Altered Functional Connectivity in Schizophrenia

The intrinsic activity and connectivity of the human brain at rest is highly organized (Raichle and Snyder, 2007) while displaying significant variation between individuals and in disease states such as schizophrenia (see for example, Lynall et al. (2010) and Skudlarski et al. (2010)). Our results show that both strength and diversity are significantly different in the schizophrenia cohort, providing further supporting evidence for this conclusion. In a previous study, Lynall et al. (2010) reported group differences in strength and diversity that passed FDR correction (rather than the Bonferroni correction used in the present study) albeit within a smaller subset of the brain regions studied here (72 rather than 90). Our work confirms and extends Lynall’s findings, thereby joining a growing body of literature indicating abnormal resting state functional and structural dysconnectivity in schizophrenia (Zalesky et al., 2011; van den Heuvel et al., 2010; Skudlarski et al., 2010; Rubinov et al., 2009a).
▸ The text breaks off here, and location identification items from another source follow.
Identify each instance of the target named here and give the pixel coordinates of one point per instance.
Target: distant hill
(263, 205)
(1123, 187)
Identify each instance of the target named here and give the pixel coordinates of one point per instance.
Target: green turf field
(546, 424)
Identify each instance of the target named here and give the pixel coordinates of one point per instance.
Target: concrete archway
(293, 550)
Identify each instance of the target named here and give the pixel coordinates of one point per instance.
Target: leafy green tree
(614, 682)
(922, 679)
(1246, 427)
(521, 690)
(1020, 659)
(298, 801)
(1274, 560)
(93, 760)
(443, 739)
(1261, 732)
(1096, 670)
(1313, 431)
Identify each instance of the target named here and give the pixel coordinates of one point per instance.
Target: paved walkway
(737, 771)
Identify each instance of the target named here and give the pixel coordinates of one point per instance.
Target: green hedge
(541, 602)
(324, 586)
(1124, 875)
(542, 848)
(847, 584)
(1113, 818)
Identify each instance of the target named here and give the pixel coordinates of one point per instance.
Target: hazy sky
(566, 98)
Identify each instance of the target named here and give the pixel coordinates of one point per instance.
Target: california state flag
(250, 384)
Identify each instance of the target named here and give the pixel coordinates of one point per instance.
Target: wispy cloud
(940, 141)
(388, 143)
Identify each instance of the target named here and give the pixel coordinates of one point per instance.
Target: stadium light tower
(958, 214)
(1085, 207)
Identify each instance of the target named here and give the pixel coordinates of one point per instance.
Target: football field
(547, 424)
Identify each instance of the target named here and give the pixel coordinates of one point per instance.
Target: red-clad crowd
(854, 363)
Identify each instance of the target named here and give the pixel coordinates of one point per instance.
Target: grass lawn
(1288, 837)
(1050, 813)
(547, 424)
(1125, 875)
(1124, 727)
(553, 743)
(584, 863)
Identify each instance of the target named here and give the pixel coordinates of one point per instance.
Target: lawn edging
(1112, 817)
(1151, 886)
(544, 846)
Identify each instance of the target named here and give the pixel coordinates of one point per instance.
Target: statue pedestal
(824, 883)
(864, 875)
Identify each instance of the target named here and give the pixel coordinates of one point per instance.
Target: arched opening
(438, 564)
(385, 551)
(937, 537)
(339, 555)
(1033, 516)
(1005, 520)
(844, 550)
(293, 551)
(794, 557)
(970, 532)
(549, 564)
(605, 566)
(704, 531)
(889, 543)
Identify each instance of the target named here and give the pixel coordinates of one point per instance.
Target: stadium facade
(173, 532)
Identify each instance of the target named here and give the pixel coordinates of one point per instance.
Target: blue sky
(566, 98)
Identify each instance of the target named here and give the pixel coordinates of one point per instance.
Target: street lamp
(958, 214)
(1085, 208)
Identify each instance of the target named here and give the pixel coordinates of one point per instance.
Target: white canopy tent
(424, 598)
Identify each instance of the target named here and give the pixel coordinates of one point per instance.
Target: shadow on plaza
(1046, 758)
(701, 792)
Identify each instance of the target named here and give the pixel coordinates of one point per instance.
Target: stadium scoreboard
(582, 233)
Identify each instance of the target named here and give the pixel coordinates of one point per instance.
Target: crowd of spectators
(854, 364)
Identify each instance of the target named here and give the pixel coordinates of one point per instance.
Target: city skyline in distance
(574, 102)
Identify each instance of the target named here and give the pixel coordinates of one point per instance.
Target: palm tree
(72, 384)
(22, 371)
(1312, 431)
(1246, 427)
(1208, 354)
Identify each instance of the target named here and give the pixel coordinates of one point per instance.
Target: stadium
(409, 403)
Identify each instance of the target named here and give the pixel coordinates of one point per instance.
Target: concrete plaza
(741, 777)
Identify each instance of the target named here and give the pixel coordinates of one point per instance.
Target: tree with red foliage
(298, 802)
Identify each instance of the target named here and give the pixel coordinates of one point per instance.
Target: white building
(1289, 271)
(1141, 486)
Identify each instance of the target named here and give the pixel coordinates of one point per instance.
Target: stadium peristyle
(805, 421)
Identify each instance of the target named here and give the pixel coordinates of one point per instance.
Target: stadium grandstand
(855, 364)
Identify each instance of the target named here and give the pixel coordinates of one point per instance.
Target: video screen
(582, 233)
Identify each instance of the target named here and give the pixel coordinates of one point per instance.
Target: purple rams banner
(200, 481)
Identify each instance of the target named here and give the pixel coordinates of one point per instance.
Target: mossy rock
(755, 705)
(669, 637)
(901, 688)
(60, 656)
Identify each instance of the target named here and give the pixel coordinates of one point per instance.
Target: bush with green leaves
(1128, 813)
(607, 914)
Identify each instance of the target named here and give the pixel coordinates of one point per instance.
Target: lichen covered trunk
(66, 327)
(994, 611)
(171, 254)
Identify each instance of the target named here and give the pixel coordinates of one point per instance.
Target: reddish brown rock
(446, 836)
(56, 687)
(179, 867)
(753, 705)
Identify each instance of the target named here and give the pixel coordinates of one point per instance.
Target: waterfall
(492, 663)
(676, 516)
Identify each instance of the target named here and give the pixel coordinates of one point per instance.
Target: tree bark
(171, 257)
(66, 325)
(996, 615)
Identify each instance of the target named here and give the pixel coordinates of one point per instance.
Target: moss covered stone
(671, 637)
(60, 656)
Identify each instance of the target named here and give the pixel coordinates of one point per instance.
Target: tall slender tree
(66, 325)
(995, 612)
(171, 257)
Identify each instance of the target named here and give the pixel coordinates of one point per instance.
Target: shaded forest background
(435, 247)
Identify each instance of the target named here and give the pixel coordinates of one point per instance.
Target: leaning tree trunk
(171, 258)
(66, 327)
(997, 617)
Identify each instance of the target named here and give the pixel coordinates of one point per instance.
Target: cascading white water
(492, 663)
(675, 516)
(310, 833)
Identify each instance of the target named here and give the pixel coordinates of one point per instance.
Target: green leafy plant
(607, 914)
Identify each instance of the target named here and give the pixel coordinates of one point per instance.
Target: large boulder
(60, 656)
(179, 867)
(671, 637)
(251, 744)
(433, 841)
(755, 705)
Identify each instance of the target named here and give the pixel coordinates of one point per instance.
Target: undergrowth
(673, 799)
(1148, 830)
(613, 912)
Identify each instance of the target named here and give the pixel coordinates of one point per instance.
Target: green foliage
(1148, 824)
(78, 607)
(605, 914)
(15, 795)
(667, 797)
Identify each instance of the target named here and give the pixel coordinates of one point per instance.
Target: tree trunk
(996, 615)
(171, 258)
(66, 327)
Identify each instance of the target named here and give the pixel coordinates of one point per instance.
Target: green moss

Functional connectivity at rest is thought to support self-referential or introspective mental processes (Fair et al., 2008) that might be altered in people with schizophrenia, who display altered self-attribution and self-reference (Pauly et al., 2011), self-concept (Nelson et al., 2009), self-recognition (Waters and Badcock, 2010), and self-experience (Lysaker and Lysaker, 2010). Some have argued that failures of self-monitoring in schizophrenia can be explained mechanistically via altered neurophysiological phenomena, specifically aberrant N-methyl-D-aspartate receptor (NMDAR)-mediated synaptic plasticity (Stephan et al., 2009), and that large-scale functional connectivity measurements at rest might provide key insight into smaller-scale neurophysiological abnormalities in the disease. Recent work has directly linked resting state functional connectivity to patterns of the neurophysiological process of aerobic glycolysis (Vaishnavi et al., 2010). Abnormal connectivity in schizophrenia, therefore, may accompany abnormal glycolytic processes within the disease. Although previous work has provided strong genetic evidence for a link between regulatory enzymes in glycolysis and schizophrenia (Stone et al., 2004), a direct relationship between altered glycolysis and altered functional connectivity measurements in schizophrenia has yet to be validated.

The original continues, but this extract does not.